Perwujudan prasangka baik kepada Allah SWT adalah meyakini semua firman Allah SWT di dalam Al-Quran. Salah satu firmanNya adalah:
Dan apabila hamba-hamba-Ku bertanya kepadamu (Muhammad) tentang Aku, maka (jawablah), sesungguhnya Aku adalah dekat. Aku mengabulkan permohonan orang yang berdoa apabila ia memohon kepada-Ku, maka hendaklah mereka itu memenuhi (segala perintah-Ku) dan hendaklah mereka beriman kepada-Ku, agar mereka selalu berada dalam kebenaran. (QS. Al-Baqarah ayat 186)
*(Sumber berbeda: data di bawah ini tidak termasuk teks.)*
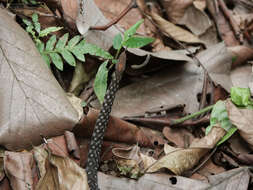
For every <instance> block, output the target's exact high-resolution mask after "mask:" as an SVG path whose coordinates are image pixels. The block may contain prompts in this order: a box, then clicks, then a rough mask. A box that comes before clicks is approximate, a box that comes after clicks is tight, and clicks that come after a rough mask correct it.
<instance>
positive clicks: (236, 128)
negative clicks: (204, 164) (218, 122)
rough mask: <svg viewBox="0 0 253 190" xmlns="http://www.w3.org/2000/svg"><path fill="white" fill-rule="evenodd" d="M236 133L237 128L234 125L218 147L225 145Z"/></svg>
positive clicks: (236, 130) (217, 145) (224, 135)
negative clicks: (232, 135)
mask: <svg viewBox="0 0 253 190" xmlns="http://www.w3.org/2000/svg"><path fill="white" fill-rule="evenodd" d="M236 131H237V128H236V127H235V126H234V125H232V127H231V128H230V129H229V130H228V131H227V134H226V135H224V136H223V137H222V139H221V140H219V142H218V143H217V145H216V146H219V145H221V144H222V143H224V142H225V141H226V140H228V139H229V138H230V137H231V136H232V135H233V134H234V133H235V132H236Z"/></svg>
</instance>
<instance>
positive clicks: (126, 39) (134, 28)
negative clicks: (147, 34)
mask: <svg viewBox="0 0 253 190" xmlns="http://www.w3.org/2000/svg"><path fill="white" fill-rule="evenodd" d="M143 22H144V20H143V19H141V20H139V21H138V22H137V23H135V24H134V25H133V26H131V27H130V28H129V29H128V30H126V31H125V33H124V41H127V40H128V39H129V38H131V37H132V36H133V35H134V34H135V33H136V31H137V29H138V28H139V27H140V25H141V24H142V23H143Z"/></svg>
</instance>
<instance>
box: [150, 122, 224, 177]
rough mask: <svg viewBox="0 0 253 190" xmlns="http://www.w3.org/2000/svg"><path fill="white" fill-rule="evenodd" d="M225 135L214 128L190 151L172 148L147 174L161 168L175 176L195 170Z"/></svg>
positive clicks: (223, 129) (193, 145) (195, 142)
mask: <svg viewBox="0 0 253 190" xmlns="http://www.w3.org/2000/svg"><path fill="white" fill-rule="evenodd" d="M224 134H225V130H224V129H222V128H221V127H213V128H212V130H211V131H210V133H208V135H207V136H205V137H203V138H202V139H199V140H196V141H195V142H193V143H192V144H191V146H190V148H189V149H175V150H174V151H173V149H172V148H170V150H169V152H170V153H168V154H167V155H165V156H164V157H162V158H161V159H159V160H158V161H157V162H155V163H154V164H153V165H152V166H151V167H150V168H148V170H147V171H146V172H148V173H150V172H156V171H158V170H160V169H161V168H168V169H169V170H170V171H172V172H173V173H174V174H176V175H180V174H182V173H183V172H185V171H187V170H189V169H191V168H193V167H194V166H195V165H196V164H197V163H198V161H199V160H200V158H201V157H202V156H204V155H205V154H206V153H207V152H208V150H210V149H211V148H213V147H214V146H215V145H216V143H217V142H218V141H219V140H220V139H221V138H222V137H223V136H224Z"/></svg>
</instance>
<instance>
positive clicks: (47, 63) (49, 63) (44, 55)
mask: <svg viewBox="0 0 253 190" xmlns="http://www.w3.org/2000/svg"><path fill="white" fill-rule="evenodd" d="M41 56H42V58H43V59H44V61H45V62H46V64H47V65H48V67H49V68H50V63H51V60H50V58H49V56H48V55H46V54H41Z"/></svg>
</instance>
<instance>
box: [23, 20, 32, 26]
mask: <svg viewBox="0 0 253 190" xmlns="http://www.w3.org/2000/svg"><path fill="white" fill-rule="evenodd" d="M22 20H23V23H25V24H26V25H27V26H30V25H32V23H31V22H30V21H29V20H27V19H22Z"/></svg>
Allah SWT sudah menyatakan bahwa dirinya dekat. Namun, ada manusia yang berburuk sangka dan mengganggap bahwa Allah SWT jauh dan tidak mendengar doanya. Jarak yang jauh antara manusia dengan Allah SWT sesungguhnya berasal dari manusianya. Nabi Muhammad SAW bersabda:

Dari Abu Hurairah RA, ia berkata bahwa Nabi shallallahu ‘alaihi wa sallam bersabda, “Allah Ta’ala berfirman: Aku sesuai persangkaan hamba-Ku. Aku bersamanya ketika ia mengingat-Ku. Jika ia mengingat-Ku saat bersendirian, Aku akan mengingatnya dalam diri-Ku. Jika ia mengingat-Ku di suatu kumpulan, Aku akan mengingatnya di kumpulan yang lebih baik daripada pada itu (kumpulan malaikat).” (Muttafaqun ‘alaih) 
Allah SWT menyatakan bahwa Dia akan mengikuti prasangka hambNya. Jika Hambanya berbaik sangka kepada Allah SWT, maka Allah SWT akan mewujudkan persangkaannya tersebut.